Ziegfeld Follies Print

Mary C. Wills, our customer’s Great-Grandmother, wearing a peacock costume designed by Flo Ziegfeld.  We don’t know a lot about Mary, she was C.H. Wills' 2nd wife, Wills designed the Wills Sainte Claire car in Marysville, Michigan from 1921-1927.  C.H. Wills had been with Henry Ford, where metallurgy was his specialty. Wills introduced vanadium steel for the production of the Ford Model T; it was the first the large scale application of the alloy. Wills was also a designer and is credited with designing the script "Ford Blue Oval" emblem that the company uses to this day.
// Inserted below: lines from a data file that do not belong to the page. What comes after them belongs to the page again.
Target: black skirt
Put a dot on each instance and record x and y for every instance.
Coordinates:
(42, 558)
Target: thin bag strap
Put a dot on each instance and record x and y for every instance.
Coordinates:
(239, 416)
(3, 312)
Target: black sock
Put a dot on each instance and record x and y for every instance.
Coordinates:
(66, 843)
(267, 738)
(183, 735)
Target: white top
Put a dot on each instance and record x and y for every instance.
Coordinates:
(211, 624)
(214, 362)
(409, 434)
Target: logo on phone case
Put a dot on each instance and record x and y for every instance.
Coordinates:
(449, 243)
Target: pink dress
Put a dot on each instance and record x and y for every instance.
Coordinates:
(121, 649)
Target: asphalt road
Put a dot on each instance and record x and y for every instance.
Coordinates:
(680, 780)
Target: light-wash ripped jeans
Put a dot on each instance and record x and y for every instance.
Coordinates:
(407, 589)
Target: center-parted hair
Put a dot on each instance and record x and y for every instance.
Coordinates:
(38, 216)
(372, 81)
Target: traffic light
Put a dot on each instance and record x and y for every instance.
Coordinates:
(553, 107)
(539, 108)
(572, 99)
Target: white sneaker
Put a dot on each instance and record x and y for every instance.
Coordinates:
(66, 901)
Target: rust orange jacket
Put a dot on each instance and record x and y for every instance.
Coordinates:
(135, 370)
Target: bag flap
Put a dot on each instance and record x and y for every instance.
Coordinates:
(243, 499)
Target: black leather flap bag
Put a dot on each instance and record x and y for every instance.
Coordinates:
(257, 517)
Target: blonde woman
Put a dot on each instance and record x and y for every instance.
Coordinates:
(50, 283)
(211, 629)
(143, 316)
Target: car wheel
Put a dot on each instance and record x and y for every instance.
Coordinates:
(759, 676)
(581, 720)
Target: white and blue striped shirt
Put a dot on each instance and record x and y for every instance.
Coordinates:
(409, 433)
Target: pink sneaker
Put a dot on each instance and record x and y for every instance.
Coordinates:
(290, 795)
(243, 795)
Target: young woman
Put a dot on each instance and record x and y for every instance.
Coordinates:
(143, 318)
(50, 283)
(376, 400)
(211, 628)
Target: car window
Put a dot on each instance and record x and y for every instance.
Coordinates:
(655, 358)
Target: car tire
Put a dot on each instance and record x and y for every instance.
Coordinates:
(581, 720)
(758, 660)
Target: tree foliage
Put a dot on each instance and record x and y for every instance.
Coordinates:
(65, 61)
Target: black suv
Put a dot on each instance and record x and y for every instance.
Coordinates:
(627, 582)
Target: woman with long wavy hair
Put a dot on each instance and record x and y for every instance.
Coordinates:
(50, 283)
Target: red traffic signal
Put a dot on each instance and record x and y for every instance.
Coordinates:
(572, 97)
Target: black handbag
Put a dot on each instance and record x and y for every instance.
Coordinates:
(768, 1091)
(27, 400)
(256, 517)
Wills left Ford on his own terms and with a sizeable severance package of more than 1.5 million dollars, which he used to establish his own car company he originally named "Wills Saint Clair" – Wills for himself and "Saint Clair" for the Saint Clair River near which his new factory was located. Wills later added the extra e's, thinking that it elevated the cachet of the product.

 

Frank Scott Clark was a prominent artist/photographer in Detroit.
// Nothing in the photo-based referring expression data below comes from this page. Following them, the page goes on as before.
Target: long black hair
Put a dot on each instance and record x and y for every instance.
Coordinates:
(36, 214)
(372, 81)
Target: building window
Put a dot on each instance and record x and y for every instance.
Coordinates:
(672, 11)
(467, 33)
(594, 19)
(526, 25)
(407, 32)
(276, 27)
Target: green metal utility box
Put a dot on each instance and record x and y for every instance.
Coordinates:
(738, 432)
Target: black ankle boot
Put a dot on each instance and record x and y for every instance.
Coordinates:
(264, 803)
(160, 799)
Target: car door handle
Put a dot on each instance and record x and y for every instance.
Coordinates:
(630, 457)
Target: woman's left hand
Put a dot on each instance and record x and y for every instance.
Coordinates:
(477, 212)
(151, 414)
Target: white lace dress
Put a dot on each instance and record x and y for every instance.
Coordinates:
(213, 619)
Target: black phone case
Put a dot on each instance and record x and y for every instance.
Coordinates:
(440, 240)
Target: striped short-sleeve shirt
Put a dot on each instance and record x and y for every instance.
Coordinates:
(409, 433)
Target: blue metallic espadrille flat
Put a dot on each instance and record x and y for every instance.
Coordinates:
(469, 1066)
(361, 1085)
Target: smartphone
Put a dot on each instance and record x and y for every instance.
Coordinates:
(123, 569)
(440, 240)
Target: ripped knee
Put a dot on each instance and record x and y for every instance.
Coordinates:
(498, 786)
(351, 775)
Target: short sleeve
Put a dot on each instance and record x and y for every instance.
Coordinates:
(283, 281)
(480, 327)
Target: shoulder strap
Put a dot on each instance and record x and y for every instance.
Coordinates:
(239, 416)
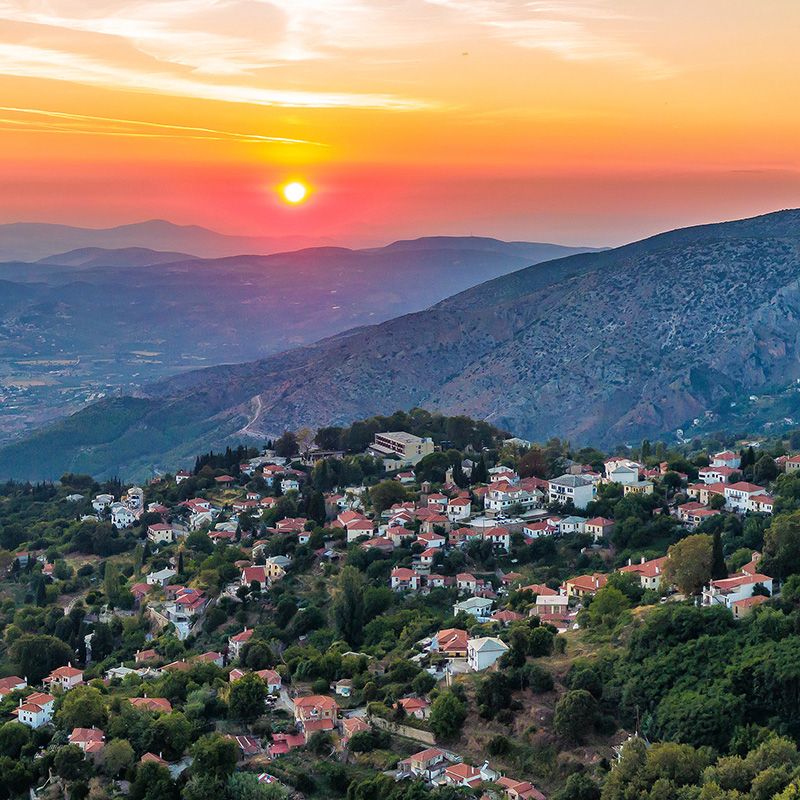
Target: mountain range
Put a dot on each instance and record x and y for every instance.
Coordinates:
(690, 327)
(80, 325)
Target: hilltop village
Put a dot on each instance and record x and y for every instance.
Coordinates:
(375, 612)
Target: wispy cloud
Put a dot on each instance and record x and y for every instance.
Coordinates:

Photographer/Publisher Dundas Todd wrote of Clark that:
"Frank Scott Clark is one of the most consummate stylists in portraiture whom the American school has ever possessed.  His portraits have a supreme interest as examples of dignified design from which all the other trivialities have been eliminated and in which the great salient facts are stated with perfect appreciation of their value. His sense of form, too, is as true as his feeling for tone, so that there is no flaw in the harmony of his work, and there is no direction in which he fails to make his artistic intentions perfectly intelligible.  No doubt Clark owes much to his love of art. He has always been somewhat of a painter, and not later than a month ago, as we sat on the sunlit lawn that surrounds his little corner cottage, he expressed the desire to abandon photography and to take up painting, largely for pleasure's sake but seriously I looked at him, doubtful at the moment whether he really meant it. And as I gazed at his calm, strong and gentle face, on which the struggles of a long career have left no trace, but on which it is easy to make out, behind the gentleness, a resolute will that nothing can discourage, I realized that Clark would be successful in whatever he would earnestly undertake, while his strong, healthy frame would help him to be equal to many more years of work. The quiet enthusiasm, the persistent seeking after truth, the absence of affectation which distinguished the whole of his production, have made Frank Scott Clark an artist in the fullest meaning of the word. His work will always express a noble singleness of aim and the observations and beliefs of a man who went his own way."

 

Florenz Ziegfeld, Jr., popularly known as "Flo" Ziegfeld, was an American Broadway impresario, notable for his series of theatrical revues, the Ziegfeld Follies (1907–1931), inspired by the Folies Bergère of Paris. He also produced the musical Show Boat. He was known as the "glorifier of the American girl." Flo Ziegfeld is a member of the American Theater Hall of Fame.